The Microsoft-led promo is only part of the story, though. The rubber meets the road inside the AT&T stores, where people are actually making the decisions that will tie them to a contract for the next two years of their lives. We visited three downtown Chicago locations — all in busy parts of the city — and discovered that it was business as usual. No morning rushes were reported; in one of the stores, a single gentleman flicked with curiosity through a cyan Lumia 900 tethered to the wall. At another location, cyan wasn't even out for customers to try, oddly — only the black model was available, which pops far less amidst an entire wall of black Android devices. We also noticed that they were tethered the same way as any other phone, with a big theft-resistant mass of plastic glued to the back. That makes it hard to hold and feel it the way you would in real-world use. Speaking as someone who's used the Lumia 900 at length, I can say that it needs to be held to be fully appreciated.

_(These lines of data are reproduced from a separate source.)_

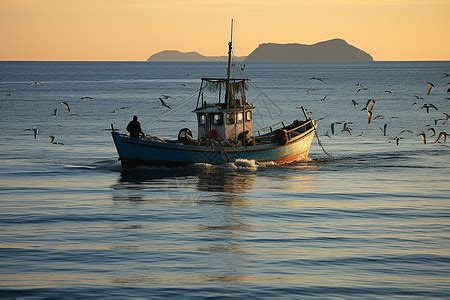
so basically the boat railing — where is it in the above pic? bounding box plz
[285,119,314,133]
[255,120,286,136]
[254,119,314,143]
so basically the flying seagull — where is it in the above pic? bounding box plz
[32,128,38,139]
[436,113,449,125]
[421,103,438,113]
[361,99,376,112]
[49,135,64,145]
[308,77,324,82]
[159,97,171,109]
[443,73,449,78]
[342,127,353,135]
[380,124,388,136]
[434,113,448,125]
[398,129,413,136]
[342,122,353,131]
[367,110,373,124]
[427,127,436,137]
[320,95,327,101]
[391,136,404,146]
[351,100,359,107]
[60,101,71,112]
[31,81,42,87]
[341,122,353,135]
[80,96,93,100]
[434,131,448,143]
[427,82,435,95]
[384,90,393,94]
[418,132,427,144]
[356,87,368,94]
[331,122,343,135]
[413,95,424,106]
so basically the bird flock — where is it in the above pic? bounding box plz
[20,81,103,145]
[9,70,450,151]
[304,74,449,147]
[20,77,193,144]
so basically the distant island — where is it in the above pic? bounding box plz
[245,39,372,62]
[147,50,245,62]
[147,39,373,62]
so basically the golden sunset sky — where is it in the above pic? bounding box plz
[0,0,449,61]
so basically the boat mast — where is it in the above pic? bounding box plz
[226,19,233,80]
[225,19,233,107]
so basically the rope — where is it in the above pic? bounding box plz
[247,81,288,128]
[143,89,199,128]
[212,139,231,162]
[312,121,335,159]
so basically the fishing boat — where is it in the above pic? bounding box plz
[111,22,317,168]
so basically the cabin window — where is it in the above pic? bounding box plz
[198,114,206,125]
[245,111,252,121]
[226,113,235,125]
[236,112,243,124]
[213,113,223,125]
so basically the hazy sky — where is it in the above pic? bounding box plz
[1,0,449,61]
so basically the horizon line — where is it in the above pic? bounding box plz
[1,59,450,63]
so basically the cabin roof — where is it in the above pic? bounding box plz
[201,77,249,82]
[194,105,254,113]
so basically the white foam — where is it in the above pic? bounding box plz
[221,159,258,172]
[256,161,277,168]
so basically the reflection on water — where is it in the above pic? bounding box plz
[108,166,257,285]
[196,171,255,194]
[111,165,256,205]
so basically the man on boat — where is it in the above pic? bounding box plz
[126,116,145,138]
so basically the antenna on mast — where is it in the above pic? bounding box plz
[226,19,234,80]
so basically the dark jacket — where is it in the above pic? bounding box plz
[126,120,144,138]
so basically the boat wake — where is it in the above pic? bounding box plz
[60,147,444,176]
[60,159,122,172]
[61,157,319,175]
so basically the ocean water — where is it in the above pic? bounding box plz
[0,61,449,298]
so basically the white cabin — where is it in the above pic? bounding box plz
[194,78,254,141]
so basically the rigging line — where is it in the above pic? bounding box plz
[143,89,199,127]
[314,126,335,159]
[253,89,278,126]
[245,79,287,129]
[146,94,197,126]
[247,81,288,124]
[212,139,230,162]
[300,106,334,159]
[143,99,192,128]
[247,81,285,115]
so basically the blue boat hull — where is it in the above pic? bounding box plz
[112,127,315,168]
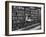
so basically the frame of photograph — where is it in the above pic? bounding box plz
[5,1,45,36]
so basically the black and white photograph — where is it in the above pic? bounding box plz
[5,1,45,36]
[12,6,41,31]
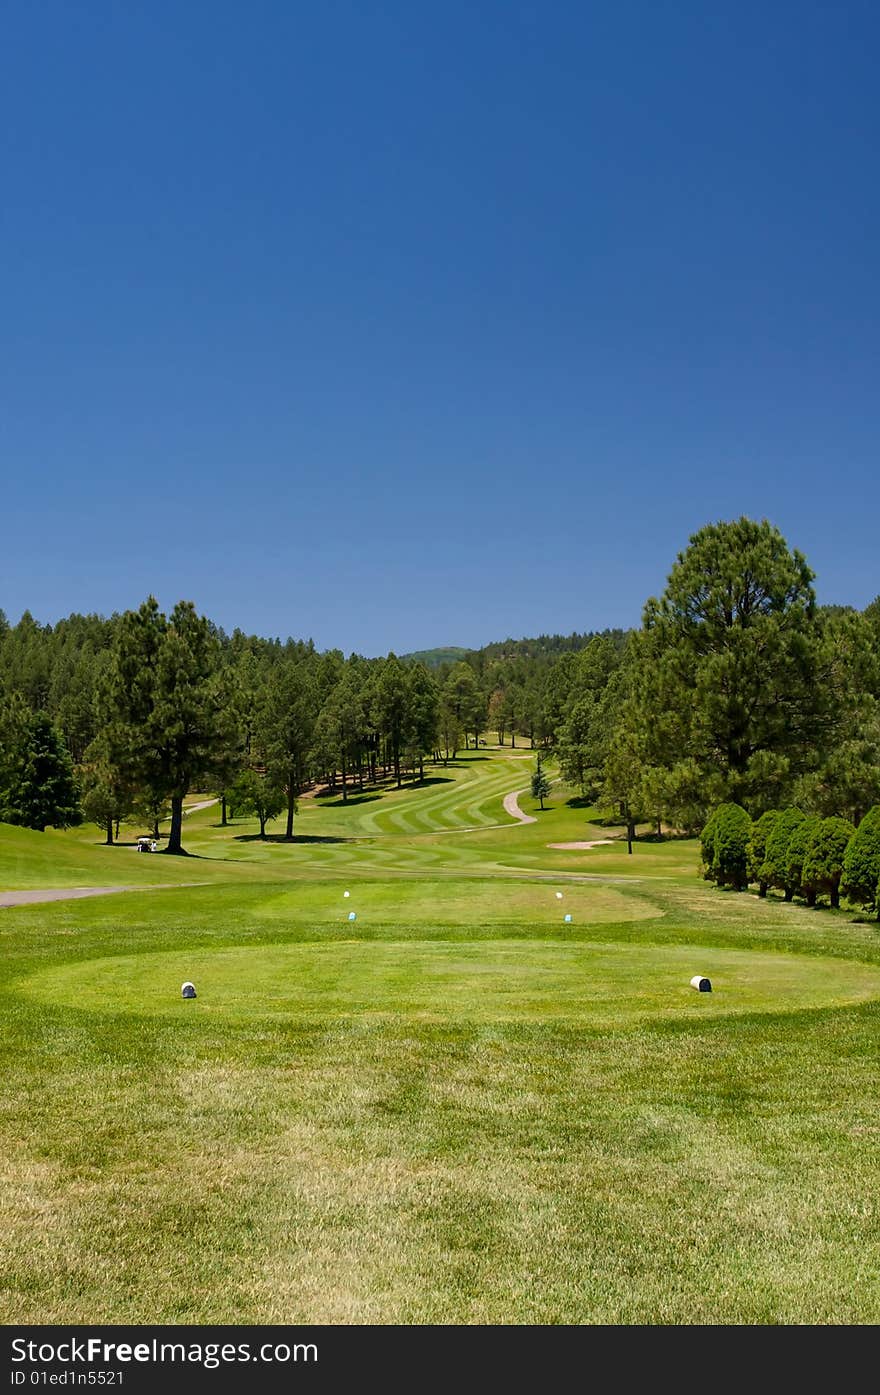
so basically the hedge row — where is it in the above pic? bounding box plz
[701,803,880,914]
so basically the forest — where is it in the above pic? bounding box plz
[2,517,879,863]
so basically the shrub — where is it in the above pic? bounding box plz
[748,809,780,896]
[700,807,720,878]
[802,816,856,909]
[760,807,805,901]
[783,815,821,904]
[840,806,880,914]
[701,802,751,890]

"They're doing well! We've sold three," we were told

But the store staff sounded encouraged. "They're doing well! We've sold three," we were told at the busiest location we visited around 2:30PM. The statement seemed contradictory — it wasn't clear how three phones could constitute a strong start, but clearly the sales reps have a better feel for the pulse of a new device's buzz level at the cash register than we do. And indeed, they ended up being right: a call to the same store shortly before closing time told us that the phone was sold out in both black and cyan. That store was unable to tell us how many phones they'd received in total, but a nearby store had received 15 to sell and had one black unit remaining; another had sold "maybe four" and had two blacks left. Early evidence suggests that cyan is selling at a better clip. In a way, it's no surprise — it's a refreshing change from the endless run of black and white phones we've seen over the past several years — but in another sense, it's surprising to see normal, everyday consumers step outside their comfort zone to buy a device that looks (and feels) this far off the beaten path.

Sellouts and near-sellouts on day one? iPhone-scale bedlam? Not quite — needless to say, 15 devices in a relatively high-volume urban corporate-owned AT&T store isn't very many, but it might be an encouraging sign for a manufacturer and a platform that are in need of a legitimate success. Either way, it's a slow burn: efforts like Free-Time Machine are clearly built around getting the word out, and it could be several months before we know with certainty whether the 900 has really made a dent.